Rebecca Parry is a professor at Nottingham Law School, Nottingham Trent University, UK, and a member of the CIFL Board of Advisors. This blog piece is a part of the series which features contributions by the members of our Board of Advisors.
The world has changed rapidly in the last few years. The growing use of disruptive technologies has brought great changes to ways of working and interacting socially. The pace of these changes was only accelerated by the Covid-19 pandemic as, although this event brought great strains, it also led to growing use and awareness of the potential of technologies. Technologies enabled safer transactions in the Covid-19 era, supported, for example, by the Indian legal framework permitting electronic transactions in place of existing formalities. There are also prospects for greater social inclusion as the world’s leading digital ID scheme Aadhaar, has enrolled over 1.2 billion people. There are prospects for improvements in educational opportunities and medical and agricultural technologies, to give only a few notable examples. The Indian digital economy is booming and as a result, India stands to be a major global player in the 21st century. The National Association of Software and Services Companies (Nasscom) and McKinsey anticipated in 2015 that the Indian technology services industry might be worth $300-350 billion.
While the technical infrastructure to support this transformation, such as broadband, internet exchange points, and cloud services, is important it is not enough in itself. Other factors, including the role of law in this transformation, should not be underestimated. India’s comparatively well-developed laws have already given it competitive advantages in winning digital service contracts and they should stand entrepreneurs in good stead in the future. It is also notable, however, that new ways of doing things may prompt reflection as to the suitability of laws that were developed in very different contexts. It can be difficult for laws to deal with every development but a broad health check of laws should be an aspect of the development of a digital economy.
Areas of law that are immediately of relevance to digital economies are intellectual property laws, human rights, and privacy laws, as well as competition laws. The UK’s Digital Economy Act 2017, for example, covered a wide range of aspects of the law. While the importance of these areas should not be underemphasised and are vital to ensure that nobody is disadvantaged by the digital economy or, against their will, excluded from it, an overlooked aspect relates to the laws that support businesses. Behind digital services are companies that are often poorly understood or overlooked, despite their importance and this is the case for concepts such as the cloud that many will think of as ethereal. This is an area of the industry that is complex and interconnected and this makes the risks of this sector difficult to assess. At its worst, the insurer Lloyd’s of London has forecast the failure of a digital service company could give rise to a “too big to fail” scenario, given the dependency of businesses and the wider public on the services provided and a crisis could rival that of the banks in 2008. Even if companies that get into difficulties are smaller and do not present systemic risk, they could leave business and customer customers unable to access their data or important services and they can cause significant losses.
Admittedly, many risks can be anticipated by customers in exercising due diligence in selecting digital services and in inserting provisions into their contracts to provide protection, the extent to which this will be helpful in the event of the failure of a business is limited. Attention also needs to be paid therefore to a proactive approach to the possibility of business failure and a suitable approach, therefore, needs to combine:
- A strong emphasis on crisis prevention with approaches that will protect customers in the event of business failure. As well as good corporate governance standards there is a need for compliance with industry best practices, including cybersecurity, staff training, and record-keeping.

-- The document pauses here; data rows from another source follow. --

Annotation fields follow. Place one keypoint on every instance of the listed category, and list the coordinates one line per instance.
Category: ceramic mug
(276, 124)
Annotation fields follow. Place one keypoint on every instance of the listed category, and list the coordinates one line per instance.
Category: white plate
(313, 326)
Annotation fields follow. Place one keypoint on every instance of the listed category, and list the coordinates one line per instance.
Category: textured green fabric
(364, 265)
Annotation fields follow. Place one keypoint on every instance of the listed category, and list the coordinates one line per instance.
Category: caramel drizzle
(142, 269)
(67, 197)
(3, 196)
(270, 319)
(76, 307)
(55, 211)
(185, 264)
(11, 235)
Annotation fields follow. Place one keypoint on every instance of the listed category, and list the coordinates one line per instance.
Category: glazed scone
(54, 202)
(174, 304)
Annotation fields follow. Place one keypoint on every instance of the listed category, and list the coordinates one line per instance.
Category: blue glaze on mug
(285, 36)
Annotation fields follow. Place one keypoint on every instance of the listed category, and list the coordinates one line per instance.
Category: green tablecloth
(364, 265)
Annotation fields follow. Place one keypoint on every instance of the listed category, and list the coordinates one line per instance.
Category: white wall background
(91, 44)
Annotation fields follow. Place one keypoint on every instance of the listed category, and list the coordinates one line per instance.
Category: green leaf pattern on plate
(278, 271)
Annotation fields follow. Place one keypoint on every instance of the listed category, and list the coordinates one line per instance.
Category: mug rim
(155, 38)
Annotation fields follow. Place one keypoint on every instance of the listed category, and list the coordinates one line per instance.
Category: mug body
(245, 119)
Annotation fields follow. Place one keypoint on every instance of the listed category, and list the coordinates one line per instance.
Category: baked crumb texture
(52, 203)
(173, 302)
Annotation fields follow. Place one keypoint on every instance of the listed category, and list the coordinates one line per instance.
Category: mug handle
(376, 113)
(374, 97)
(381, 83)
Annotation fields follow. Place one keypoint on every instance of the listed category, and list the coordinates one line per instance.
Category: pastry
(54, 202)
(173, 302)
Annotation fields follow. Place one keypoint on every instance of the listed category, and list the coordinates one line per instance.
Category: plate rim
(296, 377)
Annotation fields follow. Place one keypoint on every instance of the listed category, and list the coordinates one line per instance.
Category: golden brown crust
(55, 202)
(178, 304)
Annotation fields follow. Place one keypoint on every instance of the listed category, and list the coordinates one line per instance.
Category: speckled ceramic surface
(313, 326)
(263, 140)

- A robust strategy to address the problems arising from the financial difficulties of digital services providers, considered in more detail next.
The biggest challenges will lie in cases where a digital service supplier is insolvent and not a suitable candidate for financial or operational reorganisation. A sudden shutdown of a business, such as a cloud computing service supplier, could leave customers being permanently denied access to data or services that they depend on since data can be time-consuming to recover and alternative services may be hard to come by or may be unavailable. It would therefore be desirable for insolvency laws to enable a temporary period of ongoing trading while customers recover data and make alternative arrangements. Inevitably the costs that this would lead to would present tension with the interests of creditors who will want the insolvency to be swiftly concluded so that further losses can be avoided. This is an example of a scenario where business failure can potentially have a wide public impact and this might justify an impact on creditors. Consideration might therefore be given to the development of a specialist insolvency procedure to support insolvent digital service companies. Existing research by the author has considered this aspect of UK law and the development of an approach in India is the subject of an ongoing research project.